Editor’s Note: As noted below analyses which consider the potential for regulations to create jobs need to distinguish between productive and unproductive work. An economy cannot be sustained by diverting scarce resources to “paper-pushing” and other unproductive, federally-mandated labor.
by Ken Silverstein
With the presidential election paring down to two candidates, the subject of environmental regulations and economic implications is building up. A new report by a non-partisan think tank is now forewarning the electorate to disregard the political rhetoric and to ask more critical questions.
New York University School of Law’s Institute for Policy Integrity says that when candidates discuss the affect that regulations will have on jobs, voters need to wear their thinking caps. The variables used to arrive at such calculations are hardly ever discussed whereas the “bottom lines” are routinely promoted.
“Perhaps most importantly, analysts and policymakers must recognize that even the most sophisticated job impact analyses (will) have only limited predictive power in our complex and dynamic economy,” says the institute’s report. “The degree of uncertainty … should be acknowledged.”
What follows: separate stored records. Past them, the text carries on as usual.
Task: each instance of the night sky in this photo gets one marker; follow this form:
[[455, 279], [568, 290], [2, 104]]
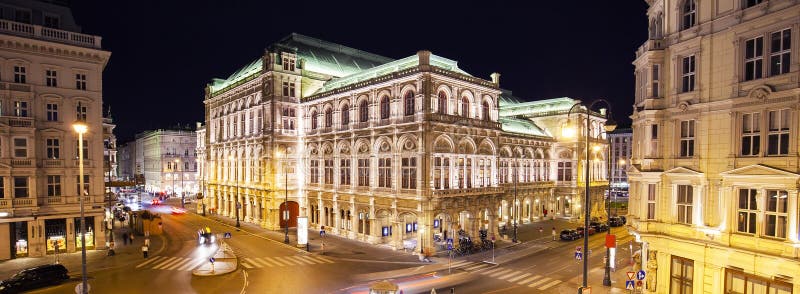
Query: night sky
[[164, 52]]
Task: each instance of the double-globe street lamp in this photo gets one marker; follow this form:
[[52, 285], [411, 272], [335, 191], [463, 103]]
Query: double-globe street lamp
[[80, 127], [570, 130]]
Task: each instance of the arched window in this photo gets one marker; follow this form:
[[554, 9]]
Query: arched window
[[442, 102], [363, 111], [689, 13], [409, 103], [313, 120], [385, 107], [345, 115], [329, 117], [464, 107]]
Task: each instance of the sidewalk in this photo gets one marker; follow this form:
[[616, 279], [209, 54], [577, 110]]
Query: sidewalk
[[96, 260]]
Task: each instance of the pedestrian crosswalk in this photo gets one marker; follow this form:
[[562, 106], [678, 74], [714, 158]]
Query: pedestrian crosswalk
[[171, 263], [514, 276], [281, 261]]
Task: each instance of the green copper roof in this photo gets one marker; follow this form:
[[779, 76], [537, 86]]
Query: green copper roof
[[241, 74], [394, 66], [511, 106], [522, 126], [330, 58]]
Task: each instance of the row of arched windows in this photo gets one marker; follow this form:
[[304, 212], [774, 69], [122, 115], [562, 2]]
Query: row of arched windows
[[363, 111]]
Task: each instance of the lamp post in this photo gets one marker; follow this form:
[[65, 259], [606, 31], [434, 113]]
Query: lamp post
[[286, 195], [570, 131], [236, 181], [80, 128]]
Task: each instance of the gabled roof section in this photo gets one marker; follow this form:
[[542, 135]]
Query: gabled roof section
[[522, 126], [758, 170], [330, 58], [391, 67], [241, 74], [511, 106]]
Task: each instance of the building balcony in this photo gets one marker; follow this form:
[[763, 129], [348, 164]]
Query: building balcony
[[49, 34], [650, 45], [460, 120], [468, 192], [52, 162]]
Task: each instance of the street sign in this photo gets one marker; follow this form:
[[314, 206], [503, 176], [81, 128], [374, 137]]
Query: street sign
[[629, 285]]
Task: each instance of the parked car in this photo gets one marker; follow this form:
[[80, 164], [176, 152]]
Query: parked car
[[35, 277], [598, 226], [615, 221], [569, 235], [580, 230]]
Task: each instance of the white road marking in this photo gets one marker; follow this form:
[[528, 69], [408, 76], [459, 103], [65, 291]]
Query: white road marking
[[499, 273], [528, 280], [534, 284], [548, 285], [275, 261], [152, 259], [518, 277]]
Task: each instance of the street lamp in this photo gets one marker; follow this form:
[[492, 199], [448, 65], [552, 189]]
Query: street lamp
[[570, 130], [178, 167], [236, 181], [286, 195], [80, 128]]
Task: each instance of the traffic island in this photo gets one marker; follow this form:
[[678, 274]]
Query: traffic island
[[223, 262]]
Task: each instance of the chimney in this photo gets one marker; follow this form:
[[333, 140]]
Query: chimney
[[496, 78], [424, 57]]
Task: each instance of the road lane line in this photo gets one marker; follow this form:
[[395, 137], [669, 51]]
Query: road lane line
[[499, 273], [539, 282], [165, 262], [178, 265], [325, 259], [287, 260], [514, 273], [303, 261], [275, 261], [491, 271], [528, 280], [268, 263], [168, 264], [154, 258], [192, 265], [548, 285], [522, 276], [477, 267]]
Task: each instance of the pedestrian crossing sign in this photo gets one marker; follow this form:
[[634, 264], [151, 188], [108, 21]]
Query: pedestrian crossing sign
[[629, 285]]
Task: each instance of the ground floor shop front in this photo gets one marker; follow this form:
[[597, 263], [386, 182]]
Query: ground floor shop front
[[49, 235]]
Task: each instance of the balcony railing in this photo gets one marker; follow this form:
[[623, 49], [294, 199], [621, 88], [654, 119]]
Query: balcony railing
[[52, 162], [22, 163], [45, 33], [23, 202]]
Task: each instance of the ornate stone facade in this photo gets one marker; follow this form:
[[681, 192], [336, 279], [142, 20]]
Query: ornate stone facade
[[387, 152]]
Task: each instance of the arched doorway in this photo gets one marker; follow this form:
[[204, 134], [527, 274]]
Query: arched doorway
[[293, 210]]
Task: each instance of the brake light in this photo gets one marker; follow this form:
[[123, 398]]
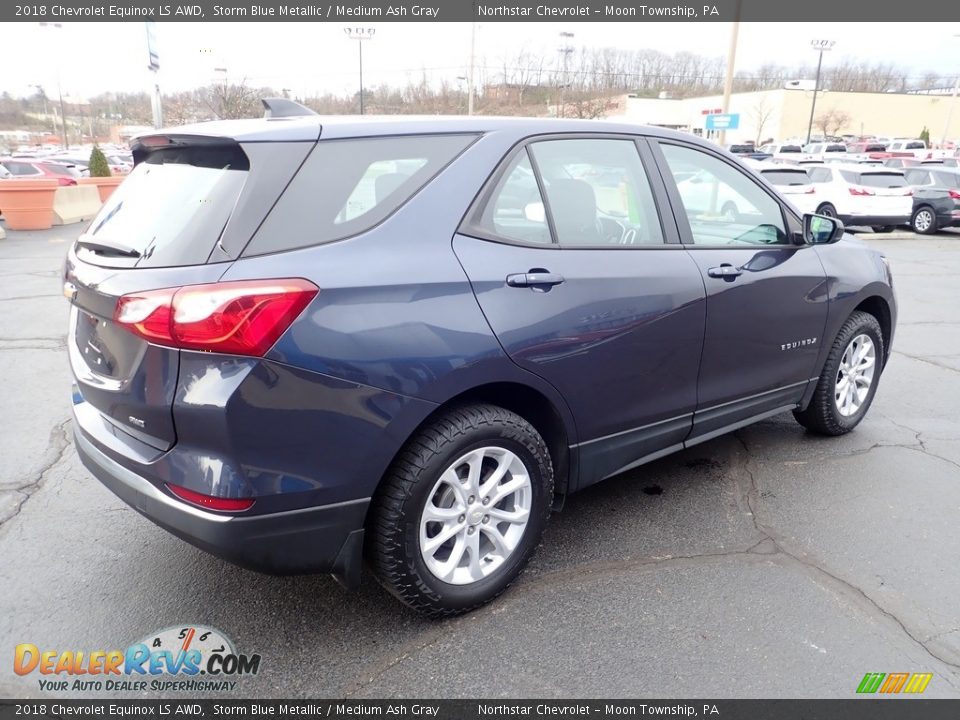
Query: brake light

The calculations, obviously, can be skewed to favor the advocacy group that is creating or funding an analysis. Case in point: The American Coalition of Clean Coal Electricity has issued a study showing that 1.4 million jobs would be lost if the U.S. Environmental Protection Agency gets all of its desired regulations on coal. On the other hand, the Political Economy Research Institute is predicting that the same set of rules would result in 1.4 million job gains.
What gives? The two groups are using different models and assumptions, says the institute. One underlying factor in any case is whether an economy is in good or bad condition, which helps determine whether anyone who is laid off can quickly find new work. In the case of coal plants that might be closing, one could argue that these workers could seek employment in new gas plants that would replace them. Then, of course, one has to consider the length of the transition period.
The follow up is whether new rules should be delayed during economic lulls. This would depend on the specific circumstances, says the institute. While delaying such regs may avoid costs associated with continued production, it may also minimize the benefits that would be tied to compliance-driven employment, or associated with environmental quality.
Cost of Progress
When a federal agency issues a new regulation, it is because it has been authorized by Congress to do so. To that end, the institute points to some examples in which EPA has acted within its authority to write new rules — rules that are often derided as “job-killing” measures.
Take the recent one on mercury: Critics are claiming that it will harm employment but the White House Office of Information and Regulatory Affairs is saying that it will result in benefits between $22.2 billion and $54.5 billion a year. By comparison, the office is adding that only $1.9 billion in costs are expected.
In any event, there’s no substitute for first-hand accounts: “At the end of the day, one can use plain ‘ole common sense,” says Tom Borelli, director of the Free Enterprise Project, a free market policy group in Washington. “EPA regulations will lead to higher energy prices, which means consumers will have less money to spend, which will have a negative economic impact.”
If the National Mining Association is correct and utilities will be closing dozens of coal plants that represent 13-15 percent of the current coal-generated power, then that will result in lost jobs, he adds. However, the Brattle Group says that those same utilities could spend as much as $181 billion to bring those older plants into compliance, which one could argue would create new wealth and new opportunities.
For their part, investor-owned utilities represented by the Edison Electric Institute are saying that they will comply with the new environmental rules. But, they are asking EPA to slow down its timetables to allow them to make a “rational transition.” In the case of AEP, it is shutting down 6,000 megawatts of coal that it says is running at 60 percent during peak periods.
When asked by this reporter if those requests are delay tactics that are actually intended to scuttle EPA’s efforts or to derail them just long enough until the political chessboard changes, Borelli says ‘no.’ “Even with these new EPA regs, utilities are asking for time to make the investment so that they can comply.”
Maintaining reliable and cost effective service are two critical factors that should be highlighted in any economic analysis. But so, too, are technological and ecological improvements. Progress comes at a cost that will, in turn, produce additional benefits. Whether or not overall jobs increase or decrease requires one to get down in the thicket, or else be duped by the various advocacy groups.